Tot op heden had het CBS informatie over warmteleveringen vanuit de duurzaamheidsrapportages van de Rijksdienst voor Ondernemend Nederland (RVO; RVO 2025) en enquêtes aan warmteproducenten. Op regionaal niveau was er informatie van warmteleveranciers over postcodes waarin stadswarmte wordt geleverd, maar was niet bekend wie de afnemers waren en hoeveel warmte zij verbruikten. Om inzicht te krijgen in het warmteverbruik bij de dienstensector is in 2023 een enquête uitgestuurd naar 2500 bedrijven in stadsverwarmingsgebieden over de warmtelevering in 2022. De aanleiding hiervoor was dat het CBS hierover vanaf verslagjaar 2022 moet rapporteren aan Eurostat (wat ook in de Energiebalans terecht komt: CBS StatLine 2025a). Het bleek vaak lastig voor bedrijven om de enquête in te vullen, met name als zij niet de eigenaar van het gebouw waren en/of als het gebouw met meerdere bedrijven werd gedeeld. Daarmee was minder dan de helft van de respons bruikbaar, en versterkt door de grote spreiding in het warmteverbruik bleken de uitkomsten onzeker ondanks het grote aantal benaderde bedrijven.
Sinds medio 2025 beschikt het CBS over de gegevens van warmteleveringen op aansluitingsniveau van de vijf grootste warmteleveranciers. Daarbij heeft het CBS inzicht gekregen in het warmteverbruik over de verslagjaren 2022, 2023, 2024. In 2023 waren deze warmteleveranciers via grote en middelgrote warmtenetten samen verantwoordelijk voor een warmtelevering van 18 PJ (petajoule), onderverdeeld over 444 duizend actieve aansluitingen. Volgens de duurzaamheidsrapportage van de RVO (RVO 2025) werd er nog ongeveer 0,5 PJ door andere warmteleveranciers geleverd via grote en middelgrote warmtenetten. Daarnaast heeft het CBS via een enquête informatie over warmteleveringen aan de landbouw via netten die niet meelopen in de duurzaamheidsrapportages. Daarmee heeft het CBS het belangrijkste deel van alle warmteleveringen aan de gebouwde omgeving en de landbouw op landelijk niveau in beeld, die uitkwamen op ongeveer 20 PJ in 2023. Het is de verwachting dat de dataset met warmteleveringen van de vijf leveranciers representatief is voor het totaalbeeld van warmteleveringen in Nederland. Daarbij zijn warmteleveringen via kleine warmtenetten (veelal gebouwgebonden WKO’s en blokverwarming op aardgas), onderlinge leveringen van warm water in de industrie en landbouw, en stoomleveringen aan de industrie buiten beschouwing gelaten.
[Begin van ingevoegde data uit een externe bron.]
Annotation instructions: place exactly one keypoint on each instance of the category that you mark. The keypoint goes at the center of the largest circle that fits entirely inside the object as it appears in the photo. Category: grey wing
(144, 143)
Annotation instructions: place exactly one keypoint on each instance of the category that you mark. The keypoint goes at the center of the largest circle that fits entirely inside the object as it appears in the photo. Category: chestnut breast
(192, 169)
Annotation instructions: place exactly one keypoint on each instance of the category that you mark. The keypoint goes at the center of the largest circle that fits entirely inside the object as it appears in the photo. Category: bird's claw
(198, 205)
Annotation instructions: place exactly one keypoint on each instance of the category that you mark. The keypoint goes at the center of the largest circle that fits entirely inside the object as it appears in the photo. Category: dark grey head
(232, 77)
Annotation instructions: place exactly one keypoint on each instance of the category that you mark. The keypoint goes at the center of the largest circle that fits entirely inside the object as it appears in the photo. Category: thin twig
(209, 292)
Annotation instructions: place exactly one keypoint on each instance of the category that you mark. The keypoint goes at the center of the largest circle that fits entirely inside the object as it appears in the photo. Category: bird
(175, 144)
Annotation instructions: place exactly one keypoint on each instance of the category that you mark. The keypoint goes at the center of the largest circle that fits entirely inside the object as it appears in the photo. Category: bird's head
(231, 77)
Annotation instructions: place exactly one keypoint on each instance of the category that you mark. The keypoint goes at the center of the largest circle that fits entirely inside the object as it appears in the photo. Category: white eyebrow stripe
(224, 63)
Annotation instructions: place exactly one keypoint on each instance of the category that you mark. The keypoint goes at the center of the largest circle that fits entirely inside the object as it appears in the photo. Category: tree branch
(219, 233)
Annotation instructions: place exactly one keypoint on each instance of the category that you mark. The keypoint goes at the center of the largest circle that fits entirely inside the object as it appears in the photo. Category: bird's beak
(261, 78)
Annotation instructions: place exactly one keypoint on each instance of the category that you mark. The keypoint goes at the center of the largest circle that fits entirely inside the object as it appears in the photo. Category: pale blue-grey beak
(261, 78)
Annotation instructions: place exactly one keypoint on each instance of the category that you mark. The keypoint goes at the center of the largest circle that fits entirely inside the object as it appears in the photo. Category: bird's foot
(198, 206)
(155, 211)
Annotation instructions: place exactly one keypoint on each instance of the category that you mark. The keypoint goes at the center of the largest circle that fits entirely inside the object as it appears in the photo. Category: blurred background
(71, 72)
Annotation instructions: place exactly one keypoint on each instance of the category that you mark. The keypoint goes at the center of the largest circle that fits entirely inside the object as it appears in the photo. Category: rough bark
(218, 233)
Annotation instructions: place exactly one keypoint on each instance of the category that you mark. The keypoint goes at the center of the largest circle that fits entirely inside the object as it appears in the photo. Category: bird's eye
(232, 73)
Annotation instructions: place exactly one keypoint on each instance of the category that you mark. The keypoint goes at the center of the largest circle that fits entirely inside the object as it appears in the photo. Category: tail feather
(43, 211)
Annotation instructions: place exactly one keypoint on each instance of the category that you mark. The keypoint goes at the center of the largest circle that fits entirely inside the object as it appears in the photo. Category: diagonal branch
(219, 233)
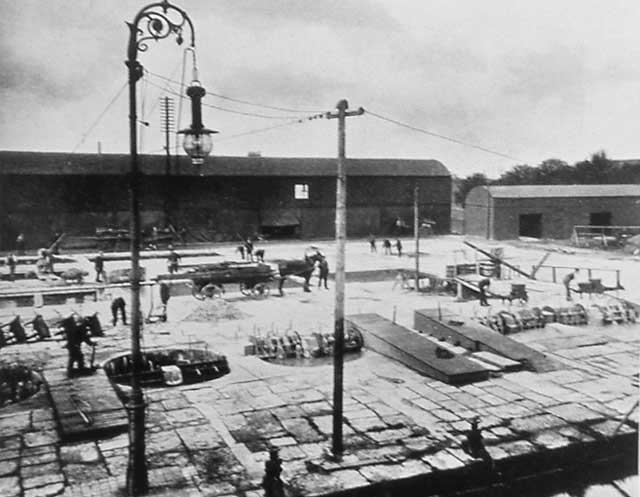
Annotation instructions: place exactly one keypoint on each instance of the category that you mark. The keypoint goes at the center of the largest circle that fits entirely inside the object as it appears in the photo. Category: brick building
(227, 197)
(548, 211)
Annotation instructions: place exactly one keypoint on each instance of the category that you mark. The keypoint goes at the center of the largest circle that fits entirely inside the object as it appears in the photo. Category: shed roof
(49, 163)
(555, 191)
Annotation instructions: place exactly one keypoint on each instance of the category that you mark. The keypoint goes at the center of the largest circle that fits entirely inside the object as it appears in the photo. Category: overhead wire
(99, 118)
(242, 101)
(262, 130)
(224, 109)
(444, 137)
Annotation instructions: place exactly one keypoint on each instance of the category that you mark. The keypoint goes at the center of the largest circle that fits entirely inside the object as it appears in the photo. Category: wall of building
(560, 215)
(212, 207)
(477, 213)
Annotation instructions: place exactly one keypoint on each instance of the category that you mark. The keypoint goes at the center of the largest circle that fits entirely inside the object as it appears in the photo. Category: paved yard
(213, 438)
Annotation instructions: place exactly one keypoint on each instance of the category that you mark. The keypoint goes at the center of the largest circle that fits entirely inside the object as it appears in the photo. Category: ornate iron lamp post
(155, 22)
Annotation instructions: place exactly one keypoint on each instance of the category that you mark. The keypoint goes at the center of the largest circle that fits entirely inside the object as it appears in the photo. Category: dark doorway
(531, 225)
(600, 219)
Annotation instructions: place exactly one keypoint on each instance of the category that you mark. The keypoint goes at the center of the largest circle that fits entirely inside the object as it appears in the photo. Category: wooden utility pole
(416, 233)
(341, 234)
(167, 117)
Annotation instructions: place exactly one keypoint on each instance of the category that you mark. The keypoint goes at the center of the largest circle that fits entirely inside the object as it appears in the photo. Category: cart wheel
(211, 291)
(195, 292)
(260, 290)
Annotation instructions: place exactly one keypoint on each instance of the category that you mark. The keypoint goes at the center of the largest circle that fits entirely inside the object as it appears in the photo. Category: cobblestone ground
(212, 439)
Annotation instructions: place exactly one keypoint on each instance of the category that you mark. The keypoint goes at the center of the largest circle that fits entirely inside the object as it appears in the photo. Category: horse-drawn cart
(209, 280)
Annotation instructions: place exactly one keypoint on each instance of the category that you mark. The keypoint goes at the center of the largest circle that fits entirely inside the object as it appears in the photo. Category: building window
(301, 191)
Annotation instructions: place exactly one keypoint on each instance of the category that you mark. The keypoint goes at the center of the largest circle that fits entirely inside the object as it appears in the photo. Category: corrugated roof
(550, 191)
(49, 163)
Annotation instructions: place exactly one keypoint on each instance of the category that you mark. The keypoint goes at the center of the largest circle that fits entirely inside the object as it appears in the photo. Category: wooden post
(416, 234)
(341, 234)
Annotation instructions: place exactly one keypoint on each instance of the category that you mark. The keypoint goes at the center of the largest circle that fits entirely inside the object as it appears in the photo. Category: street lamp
(197, 139)
(154, 22)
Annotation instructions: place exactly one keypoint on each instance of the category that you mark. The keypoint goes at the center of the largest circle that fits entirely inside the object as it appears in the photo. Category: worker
(42, 263)
(12, 262)
(566, 281)
(165, 294)
(240, 249)
(75, 333)
(20, 244)
(386, 245)
(323, 265)
(248, 248)
(98, 264)
(372, 243)
(118, 305)
(172, 260)
(483, 285)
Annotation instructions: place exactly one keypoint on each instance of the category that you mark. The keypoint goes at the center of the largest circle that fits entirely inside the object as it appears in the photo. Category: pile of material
(215, 310)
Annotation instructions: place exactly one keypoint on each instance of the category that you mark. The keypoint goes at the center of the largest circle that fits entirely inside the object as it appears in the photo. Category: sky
(527, 80)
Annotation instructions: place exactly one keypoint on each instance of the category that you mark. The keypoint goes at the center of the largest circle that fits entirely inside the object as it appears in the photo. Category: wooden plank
(414, 351)
(497, 360)
(85, 407)
(476, 338)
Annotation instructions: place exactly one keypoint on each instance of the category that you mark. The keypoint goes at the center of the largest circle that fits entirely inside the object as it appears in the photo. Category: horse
(298, 267)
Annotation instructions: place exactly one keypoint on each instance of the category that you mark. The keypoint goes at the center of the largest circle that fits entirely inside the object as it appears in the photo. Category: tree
(597, 170)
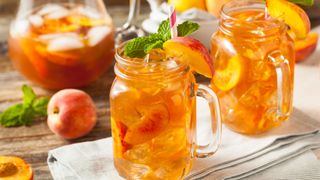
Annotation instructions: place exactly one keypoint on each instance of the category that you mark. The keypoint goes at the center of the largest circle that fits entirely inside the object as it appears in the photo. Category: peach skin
(14, 168)
(191, 52)
(293, 15)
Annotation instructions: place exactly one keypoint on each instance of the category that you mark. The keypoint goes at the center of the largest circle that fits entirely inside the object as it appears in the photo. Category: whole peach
(71, 113)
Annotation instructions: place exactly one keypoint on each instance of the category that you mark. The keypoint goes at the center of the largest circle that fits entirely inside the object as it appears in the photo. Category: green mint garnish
(24, 113)
(140, 47)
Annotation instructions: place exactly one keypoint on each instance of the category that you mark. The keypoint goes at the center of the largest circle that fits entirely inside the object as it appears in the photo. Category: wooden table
(33, 143)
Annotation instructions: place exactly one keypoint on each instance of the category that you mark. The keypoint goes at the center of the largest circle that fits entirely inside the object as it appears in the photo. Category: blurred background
(116, 8)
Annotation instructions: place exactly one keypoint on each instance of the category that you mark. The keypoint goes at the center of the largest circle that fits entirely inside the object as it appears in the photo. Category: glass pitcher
(254, 62)
(62, 43)
(153, 118)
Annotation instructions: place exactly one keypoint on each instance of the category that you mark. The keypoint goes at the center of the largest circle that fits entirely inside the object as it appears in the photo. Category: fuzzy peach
(12, 168)
(71, 114)
(292, 14)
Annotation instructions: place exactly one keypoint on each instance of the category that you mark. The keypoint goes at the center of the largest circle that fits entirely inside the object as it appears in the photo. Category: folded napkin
(208, 23)
(239, 156)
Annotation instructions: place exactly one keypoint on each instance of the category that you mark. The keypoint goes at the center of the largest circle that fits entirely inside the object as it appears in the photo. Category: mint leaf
(10, 117)
(136, 48)
(154, 45)
(24, 113)
(40, 106)
(28, 95)
(164, 30)
(187, 28)
(140, 47)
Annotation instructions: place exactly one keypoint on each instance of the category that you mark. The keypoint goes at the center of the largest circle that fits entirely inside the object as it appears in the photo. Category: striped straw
(173, 22)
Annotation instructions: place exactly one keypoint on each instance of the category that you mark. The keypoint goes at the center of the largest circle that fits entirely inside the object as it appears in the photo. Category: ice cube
(169, 142)
(132, 170)
(58, 14)
(21, 27)
(50, 8)
(36, 20)
(257, 94)
(261, 70)
(88, 12)
(139, 154)
(96, 34)
(64, 43)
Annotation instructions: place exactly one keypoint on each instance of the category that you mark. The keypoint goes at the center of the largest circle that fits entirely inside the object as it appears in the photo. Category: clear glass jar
(153, 118)
(62, 44)
(254, 67)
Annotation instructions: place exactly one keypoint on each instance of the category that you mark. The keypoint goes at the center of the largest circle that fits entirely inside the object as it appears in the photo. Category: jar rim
(238, 6)
(124, 64)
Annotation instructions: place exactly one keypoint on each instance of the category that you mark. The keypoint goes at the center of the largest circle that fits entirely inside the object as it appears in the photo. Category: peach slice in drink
(154, 119)
(292, 14)
(306, 47)
(228, 77)
(191, 52)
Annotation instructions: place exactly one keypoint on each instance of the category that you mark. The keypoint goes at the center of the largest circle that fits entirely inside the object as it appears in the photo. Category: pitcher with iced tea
(62, 44)
(254, 62)
(152, 105)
In deze longread beschrijven we de nieuwe dataset en presenteren we de eerste bevindingen. De gepresenteerde cijfers zijn daarmee voorlopig en kunnen in de toekomst nog worden bijgesteld. De belangrijkste afnemers van stadswarmte zijn woningen, gevolgd door de dienstensector en de landbouw. In stedelijke gebieden zijn vooral veel appartementen en woningen met een recent bouwjaar aangesloten op een warmtenet.
Met de nieuwe databron kan de kwaliteit van statistieken over warmteleveringen in de toekomst worden verbeterd. Ten eerste kan een nauwkeurigere verdeling worden gemaakt van warmteleveringen aan bedrijven, inclusief uitsplitsingen naar (sub)sectoren en regio’s. Daarnaast is integratie van warmteleveringen in de statistieken over het energieverbruik van woningen mogelijk. Naast informatie over de hoeveelheid warmte geleverd aan woningen kan beter in beeld worden gebracht wélke woningen warmte afnemen. Met name in het geval van collectieve aansluitingen blijft dit complex, omdat het niet bekend is welke woningen samen gebruik maken van dezelfde aansluitingen.